The humus build-up also becomes a sink for nitrogen, and so a higher carbon/nitrogen ratio in soils will reduce nitrous oxide emissions (another greenhouse gas) and nitrate leaching.

Climate change scientists propose growing crops such as willow, eucalypts or poplar and then harvesting the woody material, which incorporates carbon for the production of biochar.

Agronomists propose incorporating biochar and gain considerable yield benefits for crops such as soybeans, sorghum, potatoes, maize, wheat, peas and rice.

Biochar can also be enriched with nitrogen as a replacement for nitrogen fertilizers like urea, which produce carbon dioxide in manufacture.

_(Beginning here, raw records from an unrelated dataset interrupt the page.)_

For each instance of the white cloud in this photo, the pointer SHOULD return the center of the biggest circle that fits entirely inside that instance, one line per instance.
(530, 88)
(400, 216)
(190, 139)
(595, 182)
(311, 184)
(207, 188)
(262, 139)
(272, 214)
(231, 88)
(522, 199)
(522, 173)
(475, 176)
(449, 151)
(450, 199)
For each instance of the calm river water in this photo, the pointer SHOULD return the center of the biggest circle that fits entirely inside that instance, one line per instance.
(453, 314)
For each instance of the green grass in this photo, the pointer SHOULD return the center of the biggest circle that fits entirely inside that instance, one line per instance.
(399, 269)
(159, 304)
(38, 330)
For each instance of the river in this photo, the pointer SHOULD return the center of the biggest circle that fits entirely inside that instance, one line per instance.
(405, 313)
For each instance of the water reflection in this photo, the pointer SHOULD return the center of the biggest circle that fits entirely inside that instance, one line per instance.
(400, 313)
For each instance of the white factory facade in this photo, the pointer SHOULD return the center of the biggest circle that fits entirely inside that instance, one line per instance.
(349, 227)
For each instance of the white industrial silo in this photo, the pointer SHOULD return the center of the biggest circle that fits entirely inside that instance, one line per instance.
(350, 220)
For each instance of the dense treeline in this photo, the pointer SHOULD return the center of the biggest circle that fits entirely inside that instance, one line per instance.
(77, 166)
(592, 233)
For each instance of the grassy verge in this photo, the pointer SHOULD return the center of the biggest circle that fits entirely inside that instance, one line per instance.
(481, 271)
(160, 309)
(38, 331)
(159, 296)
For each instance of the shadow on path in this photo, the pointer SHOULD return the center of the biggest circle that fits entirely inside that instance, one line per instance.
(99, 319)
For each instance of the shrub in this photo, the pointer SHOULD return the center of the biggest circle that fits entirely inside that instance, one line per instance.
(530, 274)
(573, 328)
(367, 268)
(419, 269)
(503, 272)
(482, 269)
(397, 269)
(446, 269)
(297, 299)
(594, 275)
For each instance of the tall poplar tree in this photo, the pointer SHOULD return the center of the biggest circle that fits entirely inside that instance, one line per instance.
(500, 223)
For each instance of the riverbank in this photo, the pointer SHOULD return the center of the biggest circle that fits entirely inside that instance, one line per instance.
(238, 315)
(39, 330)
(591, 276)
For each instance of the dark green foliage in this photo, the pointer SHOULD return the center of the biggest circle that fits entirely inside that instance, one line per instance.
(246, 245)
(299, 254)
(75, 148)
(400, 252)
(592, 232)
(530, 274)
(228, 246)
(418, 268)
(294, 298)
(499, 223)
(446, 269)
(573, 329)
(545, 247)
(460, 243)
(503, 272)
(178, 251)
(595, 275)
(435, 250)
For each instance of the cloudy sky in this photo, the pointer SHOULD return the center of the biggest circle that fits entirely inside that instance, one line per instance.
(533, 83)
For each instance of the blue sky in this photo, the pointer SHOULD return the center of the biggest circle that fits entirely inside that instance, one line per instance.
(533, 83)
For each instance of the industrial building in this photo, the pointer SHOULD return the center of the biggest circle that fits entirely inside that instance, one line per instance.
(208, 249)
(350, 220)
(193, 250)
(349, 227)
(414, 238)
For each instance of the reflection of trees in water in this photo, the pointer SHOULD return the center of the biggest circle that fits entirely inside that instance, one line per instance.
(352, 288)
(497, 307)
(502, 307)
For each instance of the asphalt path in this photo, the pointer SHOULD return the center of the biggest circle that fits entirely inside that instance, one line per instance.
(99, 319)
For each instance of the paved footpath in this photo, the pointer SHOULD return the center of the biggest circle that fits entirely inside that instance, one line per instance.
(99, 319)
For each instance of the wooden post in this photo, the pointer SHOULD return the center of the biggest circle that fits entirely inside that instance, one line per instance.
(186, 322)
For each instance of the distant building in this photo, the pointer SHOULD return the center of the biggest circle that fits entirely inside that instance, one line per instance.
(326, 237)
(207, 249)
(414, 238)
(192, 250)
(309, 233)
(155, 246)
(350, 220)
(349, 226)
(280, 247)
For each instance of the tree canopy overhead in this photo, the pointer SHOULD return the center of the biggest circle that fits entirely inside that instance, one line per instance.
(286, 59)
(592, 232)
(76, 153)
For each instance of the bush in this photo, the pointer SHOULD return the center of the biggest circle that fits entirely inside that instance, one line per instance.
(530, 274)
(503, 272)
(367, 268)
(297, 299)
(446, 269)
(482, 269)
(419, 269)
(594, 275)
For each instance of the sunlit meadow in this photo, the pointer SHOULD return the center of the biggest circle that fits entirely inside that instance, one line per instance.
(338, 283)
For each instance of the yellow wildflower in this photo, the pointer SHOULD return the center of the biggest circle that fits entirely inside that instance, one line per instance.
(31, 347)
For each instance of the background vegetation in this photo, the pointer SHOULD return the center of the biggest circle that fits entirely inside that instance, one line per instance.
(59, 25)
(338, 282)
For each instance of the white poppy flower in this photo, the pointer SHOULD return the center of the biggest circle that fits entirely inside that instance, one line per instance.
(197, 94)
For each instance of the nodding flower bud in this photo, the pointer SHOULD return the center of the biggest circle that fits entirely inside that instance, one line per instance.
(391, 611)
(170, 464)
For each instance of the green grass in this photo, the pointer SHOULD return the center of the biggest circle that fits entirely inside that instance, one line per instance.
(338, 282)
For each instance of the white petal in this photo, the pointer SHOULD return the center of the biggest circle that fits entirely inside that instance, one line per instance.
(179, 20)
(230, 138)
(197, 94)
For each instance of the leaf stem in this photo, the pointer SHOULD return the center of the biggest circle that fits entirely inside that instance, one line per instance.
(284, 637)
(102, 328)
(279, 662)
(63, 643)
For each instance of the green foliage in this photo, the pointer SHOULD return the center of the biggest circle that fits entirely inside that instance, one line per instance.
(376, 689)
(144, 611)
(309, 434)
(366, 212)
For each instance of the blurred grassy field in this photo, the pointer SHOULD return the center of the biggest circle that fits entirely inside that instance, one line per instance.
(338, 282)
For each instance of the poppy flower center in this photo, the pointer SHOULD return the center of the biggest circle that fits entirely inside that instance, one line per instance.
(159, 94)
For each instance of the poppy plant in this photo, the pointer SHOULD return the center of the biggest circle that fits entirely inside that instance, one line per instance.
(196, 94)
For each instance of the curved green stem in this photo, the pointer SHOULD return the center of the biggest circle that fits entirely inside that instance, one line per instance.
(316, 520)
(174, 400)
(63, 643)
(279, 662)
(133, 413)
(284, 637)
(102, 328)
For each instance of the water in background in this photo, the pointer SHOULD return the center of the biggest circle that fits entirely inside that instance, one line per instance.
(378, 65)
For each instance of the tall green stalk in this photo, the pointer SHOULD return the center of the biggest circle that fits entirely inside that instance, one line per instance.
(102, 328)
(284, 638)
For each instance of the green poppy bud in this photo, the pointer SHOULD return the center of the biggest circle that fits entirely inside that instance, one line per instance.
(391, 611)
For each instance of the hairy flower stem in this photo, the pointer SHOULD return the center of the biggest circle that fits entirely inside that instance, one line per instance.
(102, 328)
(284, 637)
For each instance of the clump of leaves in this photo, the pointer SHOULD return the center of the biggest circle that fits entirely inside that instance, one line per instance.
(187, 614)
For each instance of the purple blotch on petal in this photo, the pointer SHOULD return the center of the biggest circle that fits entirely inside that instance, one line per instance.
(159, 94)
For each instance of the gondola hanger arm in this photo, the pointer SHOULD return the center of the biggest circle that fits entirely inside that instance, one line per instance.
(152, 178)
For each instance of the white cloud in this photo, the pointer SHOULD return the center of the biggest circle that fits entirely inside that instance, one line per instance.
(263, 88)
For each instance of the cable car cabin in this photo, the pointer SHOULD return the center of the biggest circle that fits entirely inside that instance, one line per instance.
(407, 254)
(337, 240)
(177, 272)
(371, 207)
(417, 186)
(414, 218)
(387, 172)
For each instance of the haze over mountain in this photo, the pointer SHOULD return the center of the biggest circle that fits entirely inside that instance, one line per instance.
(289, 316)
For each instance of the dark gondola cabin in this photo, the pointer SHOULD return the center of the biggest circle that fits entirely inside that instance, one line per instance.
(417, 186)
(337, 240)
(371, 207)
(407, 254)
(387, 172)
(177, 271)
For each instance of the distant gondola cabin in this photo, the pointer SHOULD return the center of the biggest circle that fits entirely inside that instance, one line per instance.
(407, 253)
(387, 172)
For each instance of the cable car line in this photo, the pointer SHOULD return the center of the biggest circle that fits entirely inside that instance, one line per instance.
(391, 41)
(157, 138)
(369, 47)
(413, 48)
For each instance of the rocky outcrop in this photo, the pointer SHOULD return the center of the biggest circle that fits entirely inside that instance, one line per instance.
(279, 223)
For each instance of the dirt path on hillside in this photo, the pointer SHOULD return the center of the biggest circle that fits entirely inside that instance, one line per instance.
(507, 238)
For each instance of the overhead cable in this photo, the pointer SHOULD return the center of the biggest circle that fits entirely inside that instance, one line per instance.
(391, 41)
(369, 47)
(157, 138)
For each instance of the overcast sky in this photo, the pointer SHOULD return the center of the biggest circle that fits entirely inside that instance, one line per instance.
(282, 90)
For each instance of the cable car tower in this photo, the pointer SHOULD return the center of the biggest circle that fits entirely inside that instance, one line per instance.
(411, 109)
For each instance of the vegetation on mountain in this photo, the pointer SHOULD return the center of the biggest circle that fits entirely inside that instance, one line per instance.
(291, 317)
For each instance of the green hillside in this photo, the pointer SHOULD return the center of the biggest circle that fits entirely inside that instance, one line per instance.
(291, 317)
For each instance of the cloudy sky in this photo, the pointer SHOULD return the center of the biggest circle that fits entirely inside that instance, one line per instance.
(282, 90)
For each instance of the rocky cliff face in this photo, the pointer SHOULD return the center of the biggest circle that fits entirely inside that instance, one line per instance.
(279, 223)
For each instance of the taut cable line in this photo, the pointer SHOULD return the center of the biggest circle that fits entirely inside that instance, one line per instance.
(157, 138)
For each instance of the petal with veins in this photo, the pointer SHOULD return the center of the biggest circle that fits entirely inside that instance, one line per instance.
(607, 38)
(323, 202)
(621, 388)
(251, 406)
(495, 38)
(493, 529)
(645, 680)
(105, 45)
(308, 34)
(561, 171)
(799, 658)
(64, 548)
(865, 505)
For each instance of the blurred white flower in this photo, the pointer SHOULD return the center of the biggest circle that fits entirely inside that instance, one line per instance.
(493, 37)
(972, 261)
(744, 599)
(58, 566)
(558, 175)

A slow rate of wood pyrolysis produces about 35% biochar, 30% bio-oil and 35% gas. The gas can be used to heat the whole process. The oil is low-energy and would need upgrading for use as a transport fuel. It is best used to heat greenhouses and in stationary engines for electricity generation.

The Ministry of Agriculture and Forestry has awarded $3million on biochar research to Massey University over the next four years. Two professorial positions have been created one on biochar and soil science, the other on pyrolysis.


Carbonscape aims to develop a self-contained biochar/agrichar plant which is portable and can be placed near wood harvesting or processing sites. Nick Gerritsen says that over 13 million tones of wood waste are produced annually in New Zealand, which often incurs charges for dumping.

Carbonscape would not initially be producing charcoal for biochar, but for industrial uses of charcoal, as a substitute for coal, because prices are rising internationally. Carbon credits will be earned for the treatment of wood waste into charcoal. However Carbonscape is not locked into this end-use.

The emissions from the plant will be scrubbed and clean not smoky and polluting.

The company was founded by Nick Gerritsen, former Christchurch mayor Vicky Buck and olive industry pioneer Hamish Macfarlane, and others.

It recently hired its first manager, who is overseeing the building of the pilot plant, with chemistry contracted elsewhere.